Оттолкнувшись ногами от края обрыва, Светолика поймала струю воздуха и ощутила под собою гулкую пустоту. Солнечно-ослепительное чувство полёта наделяло душу крыльями, небо раскрывало навстречу ей свои безоблачные объятия, и всё казалось возможным. Из горла Светолики вырвался крик восторга: она летела подобно птице, и ветер пел свою песню, властно и упруго упираясь ей в грудь. Воздух – владение бога Ветроструя – покорился её дерзкому натиску, внизу блестела река и зеленела трава, а снежные вершины гор дивились новоявленному чуду: человек взлетел в поднебесье. Древние мудрые горы, наблюдая за полётом, гадали: упадёт смелая кошка или не упадёт? Однако княжна всё продумала, и на случай неудачи внизу ждала пышная копна душистого сена; стоило только открыть к ней проход в пространстве – и мягкое приземление было обеспечено.

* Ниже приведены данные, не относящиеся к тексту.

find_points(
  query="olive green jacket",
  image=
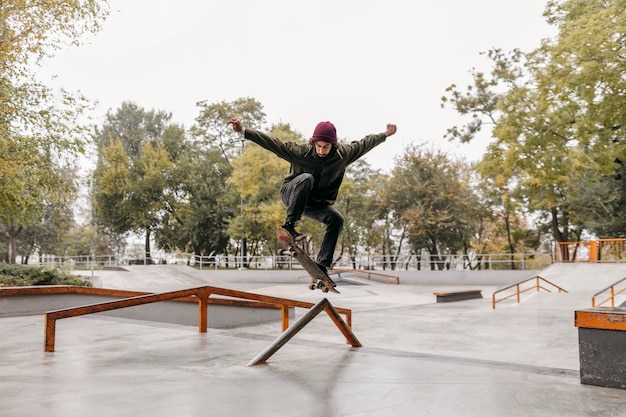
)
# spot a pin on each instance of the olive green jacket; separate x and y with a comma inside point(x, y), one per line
point(328, 171)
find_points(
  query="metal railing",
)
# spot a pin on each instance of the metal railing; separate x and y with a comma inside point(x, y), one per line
point(362, 262)
point(611, 297)
point(355, 272)
point(518, 291)
point(601, 250)
point(201, 295)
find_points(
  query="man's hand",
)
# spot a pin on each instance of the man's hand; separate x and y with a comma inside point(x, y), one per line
point(236, 124)
point(391, 130)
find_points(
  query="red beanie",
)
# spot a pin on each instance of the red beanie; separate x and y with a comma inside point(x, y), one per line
point(326, 132)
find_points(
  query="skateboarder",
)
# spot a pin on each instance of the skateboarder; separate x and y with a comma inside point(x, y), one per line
point(316, 172)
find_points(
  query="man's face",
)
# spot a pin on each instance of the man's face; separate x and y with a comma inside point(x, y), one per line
point(322, 148)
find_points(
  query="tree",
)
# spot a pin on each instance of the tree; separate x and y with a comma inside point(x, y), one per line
point(255, 187)
point(557, 113)
point(212, 131)
point(200, 221)
point(134, 183)
point(38, 131)
point(430, 199)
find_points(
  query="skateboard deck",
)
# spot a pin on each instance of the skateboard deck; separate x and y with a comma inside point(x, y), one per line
point(318, 278)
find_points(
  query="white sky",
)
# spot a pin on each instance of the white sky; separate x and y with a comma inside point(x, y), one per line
point(359, 64)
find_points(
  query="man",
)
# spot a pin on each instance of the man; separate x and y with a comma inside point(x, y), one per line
point(315, 175)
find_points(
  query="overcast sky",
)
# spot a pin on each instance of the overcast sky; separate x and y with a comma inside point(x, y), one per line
point(359, 64)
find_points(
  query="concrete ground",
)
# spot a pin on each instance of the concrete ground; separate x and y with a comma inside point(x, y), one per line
point(419, 357)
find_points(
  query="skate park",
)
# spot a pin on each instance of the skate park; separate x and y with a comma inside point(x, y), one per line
point(419, 357)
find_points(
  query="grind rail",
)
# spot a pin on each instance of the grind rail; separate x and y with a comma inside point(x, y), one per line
point(201, 295)
point(356, 273)
point(611, 297)
point(518, 291)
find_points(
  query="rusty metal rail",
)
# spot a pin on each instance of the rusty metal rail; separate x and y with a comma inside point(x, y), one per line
point(611, 297)
point(201, 295)
point(323, 305)
point(356, 272)
point(519, 291)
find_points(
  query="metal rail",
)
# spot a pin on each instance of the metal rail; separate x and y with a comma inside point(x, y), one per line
point(323, 305)
point(356, 273)
point(201, 295)
point(610, 297)
point(519, 291)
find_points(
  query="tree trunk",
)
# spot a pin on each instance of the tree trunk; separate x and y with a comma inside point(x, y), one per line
point(148, 257)
point(13, 230)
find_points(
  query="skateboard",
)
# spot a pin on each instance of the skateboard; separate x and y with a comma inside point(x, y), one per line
point(318, 278)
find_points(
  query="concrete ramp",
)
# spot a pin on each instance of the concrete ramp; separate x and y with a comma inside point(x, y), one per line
point(152, 278)
point(588, 277)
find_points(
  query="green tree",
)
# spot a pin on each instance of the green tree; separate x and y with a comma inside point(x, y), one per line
point(358, 202)
point(135, 182)
point(38, 131)
point(255, 186)
point(557, 114)
point(200, 221)
point(211, 130)
point(430, 200)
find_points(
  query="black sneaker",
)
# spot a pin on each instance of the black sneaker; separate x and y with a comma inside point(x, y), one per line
point(291, 228)
point(325, 271)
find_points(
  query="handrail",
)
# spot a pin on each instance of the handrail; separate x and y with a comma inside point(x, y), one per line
point(369, 274)
point(356, 272)
point(518, 291)
point(611, 297)
point(201, 295)
point(323, 305)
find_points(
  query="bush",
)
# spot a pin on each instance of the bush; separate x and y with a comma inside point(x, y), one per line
point(24, 275)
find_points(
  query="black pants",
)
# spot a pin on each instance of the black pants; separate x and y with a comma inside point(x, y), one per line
point(295, 195)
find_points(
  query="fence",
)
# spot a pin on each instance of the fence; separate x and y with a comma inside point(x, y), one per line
point(363, 262)
point(601, 250)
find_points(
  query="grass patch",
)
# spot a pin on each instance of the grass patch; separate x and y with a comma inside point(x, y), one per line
point(12, 275)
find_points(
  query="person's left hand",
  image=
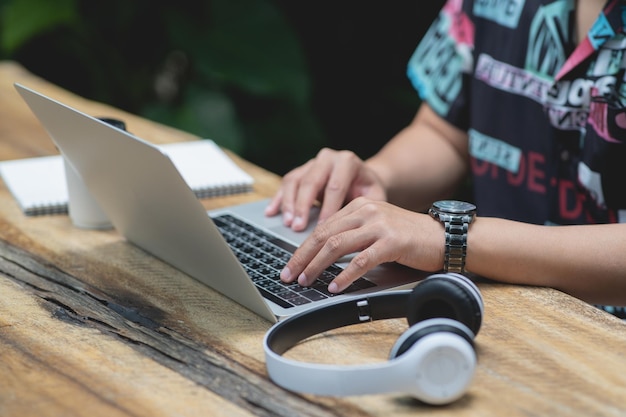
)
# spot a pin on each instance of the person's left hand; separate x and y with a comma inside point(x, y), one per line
point(379, 231)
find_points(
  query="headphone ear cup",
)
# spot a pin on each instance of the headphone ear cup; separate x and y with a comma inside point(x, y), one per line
point(443, 354)
point(447, 295)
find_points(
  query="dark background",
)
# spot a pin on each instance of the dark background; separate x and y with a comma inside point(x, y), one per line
point(273, 80)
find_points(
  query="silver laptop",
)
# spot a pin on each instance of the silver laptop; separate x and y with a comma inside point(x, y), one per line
point(151, 205)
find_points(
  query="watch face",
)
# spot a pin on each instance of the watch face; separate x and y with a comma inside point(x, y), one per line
point(454, 206)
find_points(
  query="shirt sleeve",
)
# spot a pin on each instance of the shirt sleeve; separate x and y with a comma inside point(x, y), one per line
point(440, 67)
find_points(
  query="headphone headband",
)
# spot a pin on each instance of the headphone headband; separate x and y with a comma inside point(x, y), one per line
point(433, 360)
point(287, 333)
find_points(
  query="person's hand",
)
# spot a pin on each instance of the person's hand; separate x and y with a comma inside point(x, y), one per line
point(379, 231)
point(332, 177)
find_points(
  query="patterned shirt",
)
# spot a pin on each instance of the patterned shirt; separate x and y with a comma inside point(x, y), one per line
point(545, 115)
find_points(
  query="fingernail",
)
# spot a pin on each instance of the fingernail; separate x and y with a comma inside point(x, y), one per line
point(285, 274)
point(298, 223)
point(302, 280)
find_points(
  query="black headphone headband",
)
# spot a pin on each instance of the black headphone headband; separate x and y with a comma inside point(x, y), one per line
point(288, 333)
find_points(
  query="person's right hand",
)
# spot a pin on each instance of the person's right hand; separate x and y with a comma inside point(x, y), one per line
point(333, 178)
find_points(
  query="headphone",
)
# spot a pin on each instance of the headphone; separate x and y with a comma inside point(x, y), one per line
point(433, 361)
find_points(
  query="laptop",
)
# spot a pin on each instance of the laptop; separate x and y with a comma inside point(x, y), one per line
point(150, 204)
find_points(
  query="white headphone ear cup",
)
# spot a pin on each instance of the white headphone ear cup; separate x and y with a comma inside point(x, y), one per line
point(444, 358)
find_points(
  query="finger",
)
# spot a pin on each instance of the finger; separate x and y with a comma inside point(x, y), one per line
point(309, 249)
point(273, 207)
point(289, 190)
point(311, 187)
point(339, 182)
point(335, 246)
point(363, 262)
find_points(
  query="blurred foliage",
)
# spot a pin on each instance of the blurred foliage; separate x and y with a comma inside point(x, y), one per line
point(241, 72)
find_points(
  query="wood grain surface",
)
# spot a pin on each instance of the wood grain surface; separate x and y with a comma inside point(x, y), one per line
point(91, 325)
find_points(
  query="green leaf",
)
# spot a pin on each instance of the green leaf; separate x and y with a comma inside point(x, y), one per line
point(247, 44)
point(22, 20)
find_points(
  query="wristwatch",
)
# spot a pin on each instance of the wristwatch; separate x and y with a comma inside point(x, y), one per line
point(456, 217)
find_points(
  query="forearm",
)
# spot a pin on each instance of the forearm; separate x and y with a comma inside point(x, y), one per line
point(587, 262)
point(424, 162)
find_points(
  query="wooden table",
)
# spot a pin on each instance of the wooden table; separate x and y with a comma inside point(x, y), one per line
point(91, 325)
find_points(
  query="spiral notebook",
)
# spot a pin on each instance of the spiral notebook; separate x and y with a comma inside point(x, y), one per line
point(38, 184)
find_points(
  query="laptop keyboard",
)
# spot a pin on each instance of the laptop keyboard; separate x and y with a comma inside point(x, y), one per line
point(263, 256)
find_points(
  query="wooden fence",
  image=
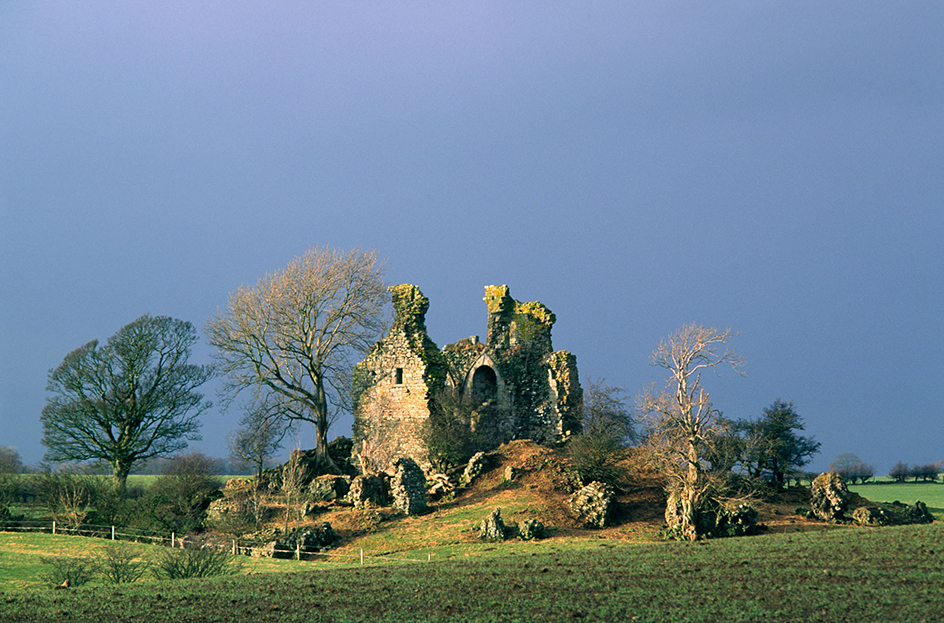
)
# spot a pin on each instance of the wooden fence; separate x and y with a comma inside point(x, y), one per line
point(233, 545)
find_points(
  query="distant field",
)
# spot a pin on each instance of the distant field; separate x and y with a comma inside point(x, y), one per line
point(931, 493)
point(21, 567)
point(894, 574)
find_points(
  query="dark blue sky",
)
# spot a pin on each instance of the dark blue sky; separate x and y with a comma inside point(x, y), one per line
point(776, 168)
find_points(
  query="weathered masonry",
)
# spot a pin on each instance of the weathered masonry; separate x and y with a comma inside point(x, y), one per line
point(514, 385)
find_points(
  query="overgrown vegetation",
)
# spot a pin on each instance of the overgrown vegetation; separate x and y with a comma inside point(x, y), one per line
point(599, 451)
point(201, 560)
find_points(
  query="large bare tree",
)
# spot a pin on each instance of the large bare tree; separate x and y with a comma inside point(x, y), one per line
point(294, 336)
point(681, 420)
point(130, 400)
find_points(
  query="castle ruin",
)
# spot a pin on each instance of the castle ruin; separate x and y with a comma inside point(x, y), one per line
point(514, 385)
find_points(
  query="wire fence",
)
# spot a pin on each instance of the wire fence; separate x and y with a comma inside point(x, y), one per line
point(234, 546)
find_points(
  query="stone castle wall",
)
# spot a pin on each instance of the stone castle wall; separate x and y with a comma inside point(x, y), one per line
point(519, 388)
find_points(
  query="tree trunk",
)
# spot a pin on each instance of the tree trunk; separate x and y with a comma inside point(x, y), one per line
point(323, 462)
point(120, 479)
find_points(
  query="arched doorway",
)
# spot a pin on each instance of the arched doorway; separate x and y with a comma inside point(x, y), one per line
point(484, 385)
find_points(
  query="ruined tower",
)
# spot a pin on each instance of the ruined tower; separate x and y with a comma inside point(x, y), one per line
point(515, 385)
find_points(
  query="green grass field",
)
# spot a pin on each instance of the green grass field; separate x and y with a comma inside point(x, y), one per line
point(833, 574)
point(931, 493)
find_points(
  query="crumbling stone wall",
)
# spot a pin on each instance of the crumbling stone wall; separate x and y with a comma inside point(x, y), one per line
point(396, 381)
point(518, 387)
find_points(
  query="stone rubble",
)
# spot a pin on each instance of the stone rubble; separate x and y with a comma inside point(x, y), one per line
point(408, 487)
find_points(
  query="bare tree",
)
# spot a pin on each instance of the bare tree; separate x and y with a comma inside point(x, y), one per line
point(259, 438)
point(294, 335)
point(130, 400)
point(681, 420)
point(10, 462)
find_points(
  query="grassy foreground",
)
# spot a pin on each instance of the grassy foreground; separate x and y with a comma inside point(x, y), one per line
point(847, 574)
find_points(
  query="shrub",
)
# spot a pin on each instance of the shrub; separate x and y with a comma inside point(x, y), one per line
point(69, 571)
point(202, 561)
point(597, 453)
point(121, 566)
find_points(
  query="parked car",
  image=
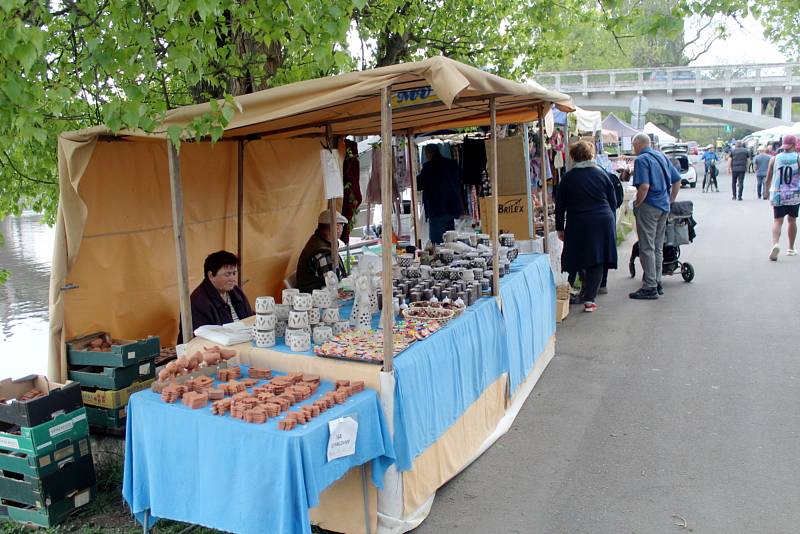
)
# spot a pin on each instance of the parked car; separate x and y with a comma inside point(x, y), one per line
point(678, 154)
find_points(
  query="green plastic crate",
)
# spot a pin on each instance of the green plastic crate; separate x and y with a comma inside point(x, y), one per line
point(47, 437)
point(126, 353)
point(45, 464)
point(46, 516)
point(55, 487)
point(113, 377)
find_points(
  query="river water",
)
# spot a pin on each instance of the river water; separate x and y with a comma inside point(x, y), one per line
point(27, 253)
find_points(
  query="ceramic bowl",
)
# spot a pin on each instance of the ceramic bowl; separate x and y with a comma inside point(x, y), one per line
point(302, 302)
point(266, 321)
point(321, 298)
point(265, 338)
point(330, 315)
point(322, 334)
point(265, 305)
point(298, 319)
point(282, 311)
point(287, 295)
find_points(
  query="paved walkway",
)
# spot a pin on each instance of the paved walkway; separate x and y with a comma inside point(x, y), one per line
point(653, 415)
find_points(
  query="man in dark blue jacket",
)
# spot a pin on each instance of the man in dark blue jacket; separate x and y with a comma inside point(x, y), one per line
point(440, 183)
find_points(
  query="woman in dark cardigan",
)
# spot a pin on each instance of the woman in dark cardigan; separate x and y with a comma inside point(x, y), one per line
point(585, 221)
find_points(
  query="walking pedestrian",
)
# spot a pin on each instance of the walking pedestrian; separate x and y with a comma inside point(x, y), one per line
point(737, 166)
point(657, 184)
point(585, 205)
point(783, 185)
point(761, 164)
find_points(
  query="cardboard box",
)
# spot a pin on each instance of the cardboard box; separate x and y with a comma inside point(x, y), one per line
point(512, 214)
point(60, 398)
point(40, 466)
point(46, 516)
point(109, 398)
point(113, 377)
point(47, 437)
point(124, 354)
point(55, 487)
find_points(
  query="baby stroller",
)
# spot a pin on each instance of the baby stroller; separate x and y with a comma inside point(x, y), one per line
point(680, 231)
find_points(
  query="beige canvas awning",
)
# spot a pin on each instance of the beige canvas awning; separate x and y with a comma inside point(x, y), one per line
point(114, 228)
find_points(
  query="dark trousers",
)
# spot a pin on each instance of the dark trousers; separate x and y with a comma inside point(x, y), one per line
point(592, 276)
point(737, 180)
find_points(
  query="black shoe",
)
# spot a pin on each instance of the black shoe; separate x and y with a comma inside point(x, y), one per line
point(645, 294)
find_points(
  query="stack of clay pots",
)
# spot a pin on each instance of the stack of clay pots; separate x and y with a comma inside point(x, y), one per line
point(298, 330)
point(266, 322)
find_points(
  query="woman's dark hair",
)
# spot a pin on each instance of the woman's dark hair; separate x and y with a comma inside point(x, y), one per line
point(217, 260)
point(581, 151)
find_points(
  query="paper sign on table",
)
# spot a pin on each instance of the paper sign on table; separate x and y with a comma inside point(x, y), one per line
point(342, 440)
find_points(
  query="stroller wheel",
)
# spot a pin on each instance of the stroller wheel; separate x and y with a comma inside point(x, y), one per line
point(687, 271)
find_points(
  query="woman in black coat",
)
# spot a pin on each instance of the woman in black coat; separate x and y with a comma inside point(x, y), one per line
point(585, 221)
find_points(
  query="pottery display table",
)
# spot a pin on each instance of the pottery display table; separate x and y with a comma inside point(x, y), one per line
point(221, 472)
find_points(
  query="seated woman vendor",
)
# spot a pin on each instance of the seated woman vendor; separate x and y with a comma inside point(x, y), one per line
point(316, 260)
point(218, 300)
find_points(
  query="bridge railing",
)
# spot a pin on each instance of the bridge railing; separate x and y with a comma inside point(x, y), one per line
point(672, 77)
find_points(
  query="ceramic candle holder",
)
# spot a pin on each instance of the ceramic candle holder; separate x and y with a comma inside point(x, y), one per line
point(265, 305)
point(321, 298)
point(287, 295)
point(302, 302)
point(322, 334)
point(266, 321)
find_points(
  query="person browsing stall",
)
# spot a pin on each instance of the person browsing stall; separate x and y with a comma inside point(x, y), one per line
point(440, 183)
point(316, 259)
point(657, 184)
point(218, 300)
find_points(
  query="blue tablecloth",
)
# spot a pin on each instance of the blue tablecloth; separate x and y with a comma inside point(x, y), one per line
point(220, 472)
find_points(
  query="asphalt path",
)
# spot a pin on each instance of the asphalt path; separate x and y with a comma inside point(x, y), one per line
point(675, 415)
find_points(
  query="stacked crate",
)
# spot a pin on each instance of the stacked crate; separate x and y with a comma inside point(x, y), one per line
point(108, 378)
point(46, 468)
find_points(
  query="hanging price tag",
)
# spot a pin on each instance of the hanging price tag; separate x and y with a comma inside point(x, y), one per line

Помощницы-сёстры остались далеко на обрыве и сейчас, наверное, следили за испытанием крыла в подзорные трубы – в три раза меньше той, что стояла на вершине башни. Будучи верными последовательницами княжны, Истома с Будиной первыми получали от Светолики знания, которые та черпала в земных книгах и чудесном потустороннем источнике, открывшемся ей в юности. Они вместе ломали голову над чертежами, испытывали изобретения; часто, не отрываясь от работы, ели и пили с княжной, а порой и засыпали в покоях для научных занятий, чтобы с утра с новыми силами приняться за дело. Происходили эти кошки из рода оружейниц, но семейное дело не продолжили, предоставив это своим сёстрам. Истому привлекало зодчество и градостроительство, а у Будины обнаружилась удивительная способность к языкам, и благодаря покровительству княжны она отправилась на обучение в Великую Библиотеку в Евнаполе – городе на берегу тёплого Зелёного моря, омывавшего страну Еладию. Когда-то и сама княжна училась там, да и сейчас нередко посещала этот храм науки. Будина перевела и переписала немало трудов, которые пополнили собрания книг княжны и её родительницы Лесияры, а Истома построила в южном городе Заряславле водопровод. Лесияра, заметив её одарённость, привлекла эту умелицу для прокладки оного и в столицу, дабы наладить бесперебойное снабжение Белого города водой из чистейших горных источников.

Крыло плавно скользило над долиной, как огромная хищная птица, несущая в лапах добычу. Его тень плыла по зелёной земле над пасущимися стадами, и княжна ликовала: кажется, последние исправления в расчётах оказались правильными, и им наконец удалось довести устройство летательного приспособления до ума. Нелишним оказалось и введение в остов стальных частей с особой волшбой, помогающей крылу лучше держаться в воздухе и преодолевать зависимость от направления ветра. Растворяясь душой в величественной красоте долины, Светолика предавалась размышлениям: стал ли этот полёт возможным с милостивого позволения богов или являлся вызовом им? Природа не наделила ни людей, ни женщин-кошек крыльями, и небо не входило в их владения, но не оттого ли им ещё сильнее хотелось устремить в неосвоенные пространства свои дерзновенные исследовательские усилия?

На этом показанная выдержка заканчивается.